The Sierra Nevada is home to the giant sequoias
, the largest trees in the world
. The past two years of wildfires in California have taken a massive toll on the trees
, which can live for thousands of years
. The National Park Service geskat 10% aan 14% of the world’s giant sequoias
— 7,500 aan 10,600 bome — were destroyed the Castle Fire in
Die 2021 fire season was similarly devastating
: die Caldor
en Dixie fires alone torched nearly
1.2 million acres of the Sierra Nevada
, according to Cal Fire
. Those fires destroyed meer as 2,300 strukture
Gutierrez said lightning-sparked wildfires have been historically widespread across the Sierra Nevada, but fire management by Indigenous peoples made it less severe. That balance changed with modern fire suppression policies, land use changes, population growth and warming temperatures.
“The consequences of suppressing fires for so long was that we had a very big overgrowth of fuel, of vegetation in that region,” Gutierrez said.
The research follows previous studies that have often relied on monthly or annual burned area data when considering the impacts of the climate crisis on wildfire trends in the West, Gutierrez said.
Daniel Swain, a climate scientist at UCLA, who was not involved with the study, said the latest research is a vital addition to a growing body of science that links wildfires to climate change.

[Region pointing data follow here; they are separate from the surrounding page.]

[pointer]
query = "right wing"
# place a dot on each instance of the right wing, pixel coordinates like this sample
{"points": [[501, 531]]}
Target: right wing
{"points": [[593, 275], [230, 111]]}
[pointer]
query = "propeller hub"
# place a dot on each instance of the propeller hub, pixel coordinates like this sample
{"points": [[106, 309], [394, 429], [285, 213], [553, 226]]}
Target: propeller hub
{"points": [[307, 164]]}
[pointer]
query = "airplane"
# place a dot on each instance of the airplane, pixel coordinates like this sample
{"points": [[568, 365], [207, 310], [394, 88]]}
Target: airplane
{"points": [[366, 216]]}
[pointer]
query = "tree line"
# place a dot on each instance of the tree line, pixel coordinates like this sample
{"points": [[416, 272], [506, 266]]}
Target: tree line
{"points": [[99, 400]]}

“The interesting piece here is that the effect of daily summer temperatures on fire appears to be non-linear, meaning that each additional degree of warming has a greater influence than the last,” Swain told CNN. “This is in line with other work suggesting that wildfire size and severity is increasing in a non-linear fashion in response to the increasing ‘vapor pressure deficit’ — a measure of atmospheric ‘thirstiness’ that is directly related to both humidity and temperature.”
Swain says that as a result of this non-linearity, “the climate-fire connection will continue to amplify and accelerate with each additional degree of local warming, which will challenge societal efforts to keep pace with the changing character of wildfire in the 21st century.”
The findings reflect what global scientists concluded in August
: That with every fraction of a degree of warming
, the effects of the climate crisis around the world from floods to drought are set to worsen
And after a summer of landscape-altering wildfires
, unrelenting drought
en deadly heat waves in the Western US
, Gutierrez said the region should adapt and prepare for more climate change-fueled disasters in the near term
“The potential for fires to grow will increase exponentially into the future,” sy het gese. “With climate change, it’s an amplifying cycle. It’s just a matter of considering how we’re going into the future by how we manage the land.”